Reputation: 41
How do I make a recursive descent LL(1) parser (I'm using C++
) for the following grammar:
S -> SS
S -> (S)
S -> epsilon
I've made an attempt using recursive functions, but I think it's completely wrong. I know that the rules need to be implemented in order, but how do I get the first rule to check for other instances of the first rule without going on an infinite loop?

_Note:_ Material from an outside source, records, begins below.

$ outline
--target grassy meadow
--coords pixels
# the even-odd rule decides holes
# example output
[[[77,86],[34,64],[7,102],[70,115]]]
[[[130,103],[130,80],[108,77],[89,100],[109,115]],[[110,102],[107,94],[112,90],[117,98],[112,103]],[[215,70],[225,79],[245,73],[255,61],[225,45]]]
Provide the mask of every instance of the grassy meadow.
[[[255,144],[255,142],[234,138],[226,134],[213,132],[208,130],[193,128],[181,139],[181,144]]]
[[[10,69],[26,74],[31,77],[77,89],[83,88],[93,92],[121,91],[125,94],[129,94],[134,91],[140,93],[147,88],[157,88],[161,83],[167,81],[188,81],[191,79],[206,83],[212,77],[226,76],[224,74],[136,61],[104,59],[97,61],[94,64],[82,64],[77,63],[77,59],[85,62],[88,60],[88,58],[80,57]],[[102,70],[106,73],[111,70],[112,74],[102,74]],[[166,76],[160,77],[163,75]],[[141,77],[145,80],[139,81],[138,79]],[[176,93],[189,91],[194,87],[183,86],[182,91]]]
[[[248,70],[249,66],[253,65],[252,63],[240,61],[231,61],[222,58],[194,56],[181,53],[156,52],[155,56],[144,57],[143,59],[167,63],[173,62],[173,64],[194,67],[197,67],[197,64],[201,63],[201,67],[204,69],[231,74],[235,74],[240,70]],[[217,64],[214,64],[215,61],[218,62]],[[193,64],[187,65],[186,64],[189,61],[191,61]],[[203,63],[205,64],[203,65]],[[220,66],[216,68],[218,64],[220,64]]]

In my code I have it only check for subsequent rules.
My code:
bool rule1(tokenizer * tp){ // S -> SS
return rule2(tp) && rule2(tp);
}
bool rule2(tokenizer * tp){ // S -> (S)
bool returnVal = false;
if(tp-> lookahead. front( ). type == tkn_LPAR){
tokenizer tmpTknzr = &tp;
tp-> lookahead. pop_front( );
if(tp-> lookahead. front( ). type == tkn_RPAR){ // S -> epsilon
tp-> lookahead. pop_front( );
returnVal = true;
} else {
if(evalS(tp) && tp-> lookahead. front( ). type == tkn_RPAR){
tp-> lookahead. pop_front( );
returnVal = true;
}
}
}
return returnVal;
}
bool evalS(tokenizer * tp){ // evaluate S
return rule1(tp) || rule2(tp);
}
Upvotes: 1
Views: 769
Reputation: 47954
The 1 in LL(1) means that you must be able to select the current rule to expand by looking ahead at no more than 1 token.
With the grammar as you've written it, you cannot determine which rule to expand when you look at the first token. If it's a '('
, then you don't know if it's rule 2 or rule 1 where the first S expanded to an epsilon. That's why you can get stuck in infinite recursion.
The trick is to transform your grammar into a form where each rule that can apply to non-terminal X begins with a distinct terminal. Chris Dodd's answer showed one way to do that for your grammar.
Upvotes: 1
Reputation: 126193
The problem is that your grammar is not LL(1) -- in fact it is ambiguous, which makes parsing much harder. Try using an LL(1) grammar for parenthesis, like
S -> (S)S
S -> ε
Upvotes: 2